1

Aunque no hay ni una sola mujer con la que me casaría a excepción de mi hermana Baby, porque me parecen todas unas gansas, sí hay muchos hombres con los que lo haría. Como Henry Fonda, por ejemplo, o como Lorenzo el Magnífico. A decir verdad, mi tipo de hombre lo imagino un poco como Cristo. El Cristo de Giotto.

Tengo tendencia a adorar a los hombres delgados y espirituales, como mi padre, a quien nunca conocí y al que sólo he visto en fotografías. Además, me siento irresistiblemente atraída por los señores de cierta edad, con el cabello entre gris y blanco, y con aire de sabios. Quizá porque mi tío, mi padre adoptivo, era así, parecido a Albert Einstein.
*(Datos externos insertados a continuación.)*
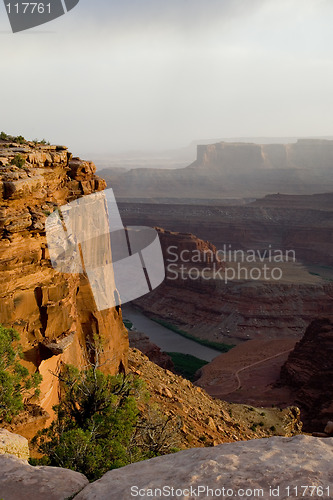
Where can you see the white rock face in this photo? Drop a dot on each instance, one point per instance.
(14, 444)
(21, 481)
(263, 465)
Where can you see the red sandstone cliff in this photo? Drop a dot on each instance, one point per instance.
(53, 312)
(309, 373)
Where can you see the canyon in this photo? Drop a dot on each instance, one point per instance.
(233, 170)
(308, 374)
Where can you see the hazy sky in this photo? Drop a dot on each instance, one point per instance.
(131, 74)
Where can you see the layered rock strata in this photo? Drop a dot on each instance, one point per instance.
(53, 312)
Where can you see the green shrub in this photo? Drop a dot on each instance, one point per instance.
(18, 161)
(99, 427)
(15, 381)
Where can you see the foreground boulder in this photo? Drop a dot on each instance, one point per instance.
(13, 444)
(262, 464)
(19, 480)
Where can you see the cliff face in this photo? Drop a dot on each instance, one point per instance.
(309, 373)
(226, 170)
(53, 312)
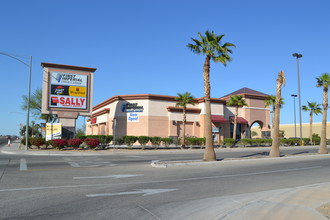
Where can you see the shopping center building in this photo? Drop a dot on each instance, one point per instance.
(157, 115)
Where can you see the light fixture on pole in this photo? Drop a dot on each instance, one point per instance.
(297, 55)
(29, 92)
(294, 113)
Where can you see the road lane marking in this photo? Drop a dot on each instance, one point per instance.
(157, 181)
(145, 209)
(22, 166)
(145, 192)
(119, 176)
(87, 162)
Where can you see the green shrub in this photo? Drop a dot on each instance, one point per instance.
(316, 140)
(82, 137)
(75, 142)
(105, 139)
(306, 141)
(59, 143)
(167, 141)
(92, 142)
(229, 141)
(119, 141)
(155, 141)
(23, 141)
(245, 141)
(37, 141)
(143, 140)
(129, 140)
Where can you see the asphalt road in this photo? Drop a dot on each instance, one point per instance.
(127, 187)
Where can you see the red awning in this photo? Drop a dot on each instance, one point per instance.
(218, 118)
(240, 120)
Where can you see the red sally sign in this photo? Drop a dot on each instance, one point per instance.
(68, 102)
(67, 90)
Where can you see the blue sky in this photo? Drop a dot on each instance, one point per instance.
(139, 47)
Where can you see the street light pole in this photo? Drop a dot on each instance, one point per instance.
(297, 55)
(294, 113)
(29, 92)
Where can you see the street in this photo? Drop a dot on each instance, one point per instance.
(126, 186)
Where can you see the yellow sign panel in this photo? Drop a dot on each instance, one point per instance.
(53, 131)
(77, 91)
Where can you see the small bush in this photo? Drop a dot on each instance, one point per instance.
(229, 141)
(155, 141)
(59, 143)
(130, 140)
(245, 141)
(23, 141)
(143, 140)
(38, 141)
(306, 141)
(92, 142)
(75, 143)
(316, 140)
(81, 137)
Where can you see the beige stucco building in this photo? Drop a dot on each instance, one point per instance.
(157, 115)
(289, 130)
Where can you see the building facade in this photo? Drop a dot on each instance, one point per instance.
(157, 115)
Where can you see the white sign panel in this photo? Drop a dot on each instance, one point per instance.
(67, 102)
(133, 117)
(68, 79)
(68, 90)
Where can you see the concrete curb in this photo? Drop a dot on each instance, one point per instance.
(167, 164)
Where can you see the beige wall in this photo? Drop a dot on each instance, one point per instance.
(157, 120)
(289, 129)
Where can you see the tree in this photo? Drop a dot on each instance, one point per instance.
(275, 150)
(35, 106)
(270, 101)
(236, 101)
(210, 46)
(183, 100)
(324, 81)
(312, 108)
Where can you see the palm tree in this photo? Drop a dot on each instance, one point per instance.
(275, 150)
(236, 101)
(183, 100)
(312, 108)
(270, 101)
(324, 81)
(210, 46)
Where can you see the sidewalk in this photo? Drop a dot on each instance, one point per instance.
(303, 203)
(310, 202)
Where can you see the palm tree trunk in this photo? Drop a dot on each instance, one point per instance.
(273, 119)
(323, 144)
(275, 150)
(311, 127)
(209, 154)
(184, 129)
(235, 123)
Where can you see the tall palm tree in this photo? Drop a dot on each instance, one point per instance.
(236, 101)
(210, 46)
(183, 100)
(324, 81)
(270, 101)
(275, 150)
(312, 108)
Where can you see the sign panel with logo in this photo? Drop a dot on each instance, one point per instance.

Ante estos señores, que se parecen a mi tío, siento el deseo de sentarme en sus rodillas y que me abracen. Según mis compañeras de clase sufro complejos varios y amores incestuosos. Ven sexo por todas partes, y son capaces de decir verdaderas idioteces al respecto. Incluso se escandalizaron cuando confesé que Jesús es mi tipo de hombre. Por otra parte, también me gustan mucho los hombres gordos. Ésta es una tercera categoría de hombres entre cuyos brazos quiero estar y dejarme abrazar. Como Buda, para entendernos. Aunque haya recibido una educación cristiana.

Los señores gordos ejercen en mí una fascinación particular, me tranquilizan. Si me casase con un hombre como Jesús necesitaría tener también cerca a uno como Buda. Al primero lo adoraría y el segundo me adoraría. Mis amigas dicen que soy inmoral. Según ellas, seré ninfómana incluso antes de haberme acostado con un hombre. El caso es que tengo una tremenda necesidad de afecto y quisiera que todos, digo todos, me abrazaran y me acariciaran. También soy epiléptica, aunque el médico no encuentra lesiones. Siempre tengo fiebre, pero cuando él llega desaparece. Siempre estoy cansada, casi no veo y no puedo estudiar, pero cuando voy al oculista, dice que veo estupendamente.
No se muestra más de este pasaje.